Though citations for noise have been issued at both locations, he said, so far this year, city police received only 16 calls for noise at Riverfront Park and nine for noise at the Pagoda.
“So there were only 25 incidents (of noise) reported to the police during that time frame,” Tornielli said.
Since 2019, Riverfront Park, south of Reading Area Community College, has become a popular destination for picnicking. The approximately 7-acre stretch, owned by the Reading Redevelopment Authority, has been dubbed Penske Beach on social media because of its proximity to Penske Truck Leasing, 255 Riverfront Drive.
Last week, Ryan Lineaweaver, president of West Reading Borough Council, and Don Pottiger, manager of Lower Alsace Township, addressed City Council with pleas for help with quality-of-life issues affecting the residents of neighboring municipalities.
“We’ve been dealing with hours of deafening music, flowing unabated across the (Schuylkill) river and into West Reading and beyond, sometimes daily,” Lineaweaver said.
West Reading Police Chief Wayne Holben said he has been in touch with Tornielli about the issue.
“The borough’s police department appreciates the good working relationship it has with Chief Tornielli and the city’s police department,” Holben said Wednesday.
“We are confident the Reading police are working diligently to improve the conditions at Riverfront Drive,” he said.
Other areas, incidents
Not all the loud music and other noise blamed on Reading’s waterfront originate there, Tornielli said.
“We investigated a report of loud music at Riverfront Park yesterday (July 4) that was actually emanating from West Reading,” Tornielli said.
City police, he said, also found some of the loud music and other noises heard on both sides of the river were coming from a gathering spot in Cumru Township.
Noise is not the only problem at the city’s riverfront and mountaintop recreational areas.
Police received 15 calls requesting service for other issues at the two locations, Tornielli said. Three involved dirt bike incidents, he noted, and two were reckless-driving complaints.
“We respond to the calls as soon as we get them or as best and as quickly as we can at both locations,” he said.
Police records show a total of 236 incidents on the mountain, but Tornielli said that figure is deceptive. Most of those incidents — 196 — were generated by the department’s proactive patrols and were not a result of complaint calls, he said.
“That means 80% of incidents that had to be addressed were proactive,” said Frank Denbowski, Mayor Eddie Moran’s chief of staff and acting city manager.

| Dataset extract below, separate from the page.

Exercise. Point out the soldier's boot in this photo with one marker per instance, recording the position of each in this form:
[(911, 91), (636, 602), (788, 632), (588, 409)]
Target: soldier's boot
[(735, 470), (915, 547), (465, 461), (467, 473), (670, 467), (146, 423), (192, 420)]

Knowing that helps the public build confidence in the police, he said.
“We hear the people being very concerned,” Denbowski said, “and we’re doing everything we can in a proactive way, and the chief is taking a lead on that, specifically at the two hot spots.”
Police routinely patrol the mountaintop and riverfront to prevent problems and will continue to do so, Tornielli said.
“We are deploying our officers up there as much as we can to get ahead of these problems, and I think it speaks for itself,” he said. “And hopefully it will continue to make an impact on those two areas.”
Tornielli said police recently collaborated with the public works department to secure the area around the Pagoda with gates and to paint yellow-curb no-parking zones along Riverfront Drive.
No-parking signs should be installed there this week or next, he said.
The newly painted yellow curbs on Riverfront Drive is expected to help cut down on the number — estimated in the hundreds — of those using Riverfront Park on weekends.
The measure is also aimed at alleviating traffic and parking congestion in the industrial park south of RACC.
“One of the complaints that we got about Riverfront Park was that folks bringing trucks back to Penske were having issues with the parking down there at the park,” the chief said.
The patrols and barricades at the Pagoda have decreased incidents in that area significantly, Tornielli said, and recent efforts are expected to yield the same results at Riverfront Park.
To prevent possible problems at Riverfront Park on Independence Day, the city barricaded Riverfront Drive where it intersects Canal and Franklin streets and stationed police with patrol cars there, he said.
Councilman Christopher Daubert said he appreciates all the efforts that are being made along the riverfront but is concerned objectionable activity will simply move to a different location.
Torneilli said police are on the lookout for that possibility.
Councilwoman Donna Reed also thanked the chief and police department.
“I appreciate everything you’re doing,” she said. “I’m sorry, you’re all going through this and this is taking the attention away from the rest of the city.”
The noise complaints are not diverting police from more serious crime, Tornielli said.
“One thing I want to assure everyone here and in the general public is these quality-of-life issues are not taking away from our priorities, which is to deal with the violent crime in the city,” he said. “We respond to these problems, but this isn’t taking our focus off of the real issues here.”